Figure 2.

Characterizing functional integrity of the APH construct. (A) Dynamic light scattering measurements revealed a narrow radius distribution of ∼10 nm with negligible aggregation in phosphate-buffered saline buffer. (B) Gel electrophoresis shows that APH conjugation via (BimC₄A)₃ ligand-accelerated CuAAC greatly minimizes DNA damage.
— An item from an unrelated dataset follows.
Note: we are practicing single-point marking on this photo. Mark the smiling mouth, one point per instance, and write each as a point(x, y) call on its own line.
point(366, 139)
Lanes: 1, unconjugated polymer; 2, unconjugated aptamer (45 nt); 3, APH synthesized with (Bim)₃; 4, APH synthesized with (BimC₄A)₃; 5, 20-bp ladder. (C) Affinity measurements from a bead-based nucleolin-binding assay show that aptamer target affinity is preserved within the APH construct. The unconjugated aptamer exhibits a K_d of 8.37 ± 0.75 nM (black), while APH molecules consisting of Cy5-labeled aptamer and coumarin-labeled polymer scaffold display similar K_ds of 5.18 ± 0.72 and 4.01 ± 0.72 nM based on Cy5 (red) and coumarin (blue) intensities, respectively. In contrast, unconjugated polymer (gray) exhibits negligible nucleolin affinity. (D) Time-dependent fluorescence measurements confirm selective payload release. Untreated APHs emit a red-shifted, self-quenched signal (red), but esterase treatment shifts the peak fluorescence wavelength to that of free coumarin (blue), with a signal that increases over time as more coumarin is released (dashed lines).